Drivers who bought licences from other licence holders for up to £100,000 had their constitutional rights to property, equal treatment and to earn a livelihood breached when their value was wiped out overnight in 2000, Michael Collins SC said.
Some drivers bought licences as late as August 2000; by November, licences could be acquired for about £5,000.
Counsel was opening actions by three taxi drivers – Alphonsus Muldoon, Vincent Malone and Thomas Kelly – which are regarded as test cases for actions by some 1,200 other drivers arising from liberalisation of the licensing regime.
The case of Dublin-based Mr Muldoon, the first being opened, is against the Minister for Environment and Local Government, the State and Dublin City Council.
Mr Muldoon (66) bought a licence from another driver for £80,000 in 1998, plus a £3,000 licence fee. He claims the new regulations deprived him of an anticipated substantial asset he aimed to use for pension purposes.
He paid for it with his £40,000 life savings and by remortgaging his home for the other £40,000. While he was later paid €13,000 compensation under the Taxi Hardship Scheme, that did not compensate him for the loss, he claims.
As a result of the new licensing regime, he was unable to meet mortgage repayments over certain periods, his earning capacity and health were affected and he has been unable to provide for a pension.

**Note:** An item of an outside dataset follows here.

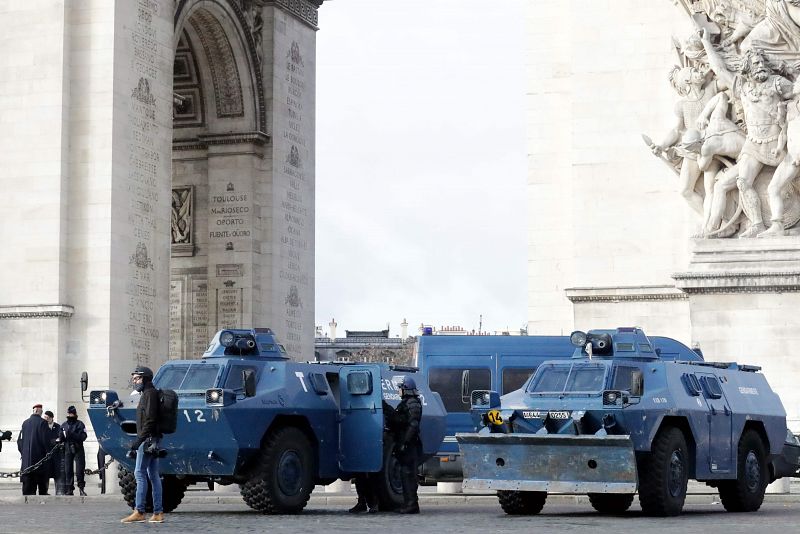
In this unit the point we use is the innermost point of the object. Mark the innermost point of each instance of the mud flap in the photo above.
(552, 463)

The court heard no new licences were issued in Dublin over a 10-year period from 1978 beyond the approved number of 1,800. During the 1990s, approval was given for some extra licences. Mr Muldoon claims, when he sought to enter the trade in 1994, he was told he would have to buy a licence from an existing licence holder.
The actions, being heard by Mr Justice Michael Peart, are expected to run for several weeks. The judge will decide the issue of liability first. The defendants deny any liability.